“Jews and Booze” educates on the Jewish moral dilemma during prohibition

To introduce an annual lecture celebrating Jewish culture, a donated 1750’s Torah that survived the Holocaust was paraded through Cabell library with a boisterous klezmer band on March 30.

VCU’s Brown-Lyons lectures have educated the community on some of the most important topics in Jewish culture and faith for more than 30 years. This year’s lecture, “Jews and Booze: Becoming American in the Age of Prohibition,” was presented by visiting professor Marni Davis, an ethnicity and immigration historian who has taught at Emory and Georgia State Universities.

Davis showcased her book “Jews and Booze” in a talk detailing the Jewish community’s involvement in the alcohol trade during prohibition, and how this affected their collective identity within American culture at the time.

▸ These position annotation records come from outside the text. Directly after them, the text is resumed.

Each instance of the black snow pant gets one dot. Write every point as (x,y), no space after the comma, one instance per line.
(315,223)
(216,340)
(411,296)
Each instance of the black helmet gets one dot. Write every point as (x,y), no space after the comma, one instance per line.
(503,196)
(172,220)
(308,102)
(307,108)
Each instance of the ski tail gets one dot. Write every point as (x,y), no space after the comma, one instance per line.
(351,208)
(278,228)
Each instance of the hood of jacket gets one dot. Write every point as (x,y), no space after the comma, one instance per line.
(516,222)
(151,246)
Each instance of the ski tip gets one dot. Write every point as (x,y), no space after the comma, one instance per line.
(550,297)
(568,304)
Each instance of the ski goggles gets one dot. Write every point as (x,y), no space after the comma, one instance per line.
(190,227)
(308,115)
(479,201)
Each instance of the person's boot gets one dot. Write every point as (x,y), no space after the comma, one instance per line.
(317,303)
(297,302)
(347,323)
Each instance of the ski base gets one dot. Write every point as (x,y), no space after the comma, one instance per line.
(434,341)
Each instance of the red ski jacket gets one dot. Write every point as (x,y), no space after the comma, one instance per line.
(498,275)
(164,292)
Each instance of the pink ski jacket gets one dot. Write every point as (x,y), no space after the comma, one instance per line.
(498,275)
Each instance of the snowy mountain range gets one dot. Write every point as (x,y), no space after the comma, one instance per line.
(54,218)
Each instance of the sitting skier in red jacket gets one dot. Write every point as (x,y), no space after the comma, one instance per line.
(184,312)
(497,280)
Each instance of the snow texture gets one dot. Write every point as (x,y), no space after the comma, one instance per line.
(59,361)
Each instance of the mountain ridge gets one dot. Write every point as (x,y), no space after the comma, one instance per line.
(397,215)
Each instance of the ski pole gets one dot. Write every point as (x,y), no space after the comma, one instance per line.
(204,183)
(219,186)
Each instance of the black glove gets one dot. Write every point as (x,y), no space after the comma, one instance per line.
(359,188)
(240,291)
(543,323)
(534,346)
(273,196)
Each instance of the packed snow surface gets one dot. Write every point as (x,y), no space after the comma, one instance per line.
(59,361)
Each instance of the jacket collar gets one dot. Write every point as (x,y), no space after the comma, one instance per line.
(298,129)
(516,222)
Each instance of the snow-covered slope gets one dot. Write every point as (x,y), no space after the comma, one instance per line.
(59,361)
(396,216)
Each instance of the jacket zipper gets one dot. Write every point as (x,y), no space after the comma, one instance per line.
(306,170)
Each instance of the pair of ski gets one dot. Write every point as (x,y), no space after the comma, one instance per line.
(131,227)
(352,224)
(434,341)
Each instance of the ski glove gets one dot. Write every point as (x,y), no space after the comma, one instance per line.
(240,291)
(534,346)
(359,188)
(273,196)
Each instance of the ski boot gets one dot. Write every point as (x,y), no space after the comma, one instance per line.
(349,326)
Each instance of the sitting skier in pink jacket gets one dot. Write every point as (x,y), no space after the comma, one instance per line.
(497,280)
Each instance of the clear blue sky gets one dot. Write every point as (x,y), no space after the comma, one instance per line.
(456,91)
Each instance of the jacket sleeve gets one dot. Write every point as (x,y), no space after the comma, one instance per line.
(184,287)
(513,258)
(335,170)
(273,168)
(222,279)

“I feel very lucky to have alighted on this particular topic because it does interest people, and not only because it rhymes, though that has certainly worked out in my favor,” Davis told the audience on Thursday night.

Davis’ book was a finalist for the Sami Rohr Prize in Jewish Literature; her lecture detailed the time period between the Civil War and Great Depression, but also commented on more modern Kosher libations as well.

According to Davis, the idea of “Jews and Booze” may seem counterintuitive at first — the faith traditionally stresses abstinence — but assimilation was key for Jewish immigrants in the late 19th century. This meant adopting the drinking habits of American cities at the time, and Jewish immigrants quickly established saloons and bars where they offered Kosher home-made wine.

“In the years leading up to and during national Prohibition, Jews who made a living selling liquor, or who defended alcohol’s legal availability, unwittingly acted as flash points for American anxieties about immigration and ­capitalism,” Davis wrote.

According to Davis, a sizeable portion of the Jewish community financially depended on alcohol sales for their livelihood. When the first inklings of the prohibition movement started seeping into politics, much of the Jewish community lobbied for “wet” politics in favor of legal alcohol to protect their common economic interest.

Despite wide-ranging protests, the Prohibition Act was added as the 18th Amendment in 1920. The law did include a clause that allowed alcohol use for religious ceremony, but unlike many Christian ceremonies, Jewish ceremonies took place in the home and not in the public sector.

Rabbis were responsible for distributing the sacramental wine to Jewish homes, but because there weren’t any official doctrines on American Judaism, some religious leaders exploited the loophole.

Some rabbis with last names such as “O’Malley” and “Jefferson” could pass as white-anglo saxons and would access and distribute alcohol for public sale. The latter soon became a nationally-renown scandal and was not well received by the whole community, particularly Jewish immigrants devoted to maintain a “good” reputation in the U.S.

“While many regarded Jewish bootlegging as proof that Jews were incapable of conforming to American values,” Davis wrote in her book. “One might instead regard it as evidence of Jewish acculturation, since the flouting of Prohibition law was practically a national pastime.”

Exacerbating the scandal were Jewish bootleggers and gangs across America, and by the time prohibition ended in 1933 the two largest distilling corporations were Jewish.

Today, nearly a century after Prohibition began, there is a re-emergence of Jewish-produced alcohol on the market. Brooklyn’s “Shmaltz Brewing Co.” is a well-known craft beer company whose Kosher “He’Brew” beer is available seasonally; the “Whiskey Jewbilee” is an annual festival highlighting kosher whiskeys annually in New York, Chicago and Seattle.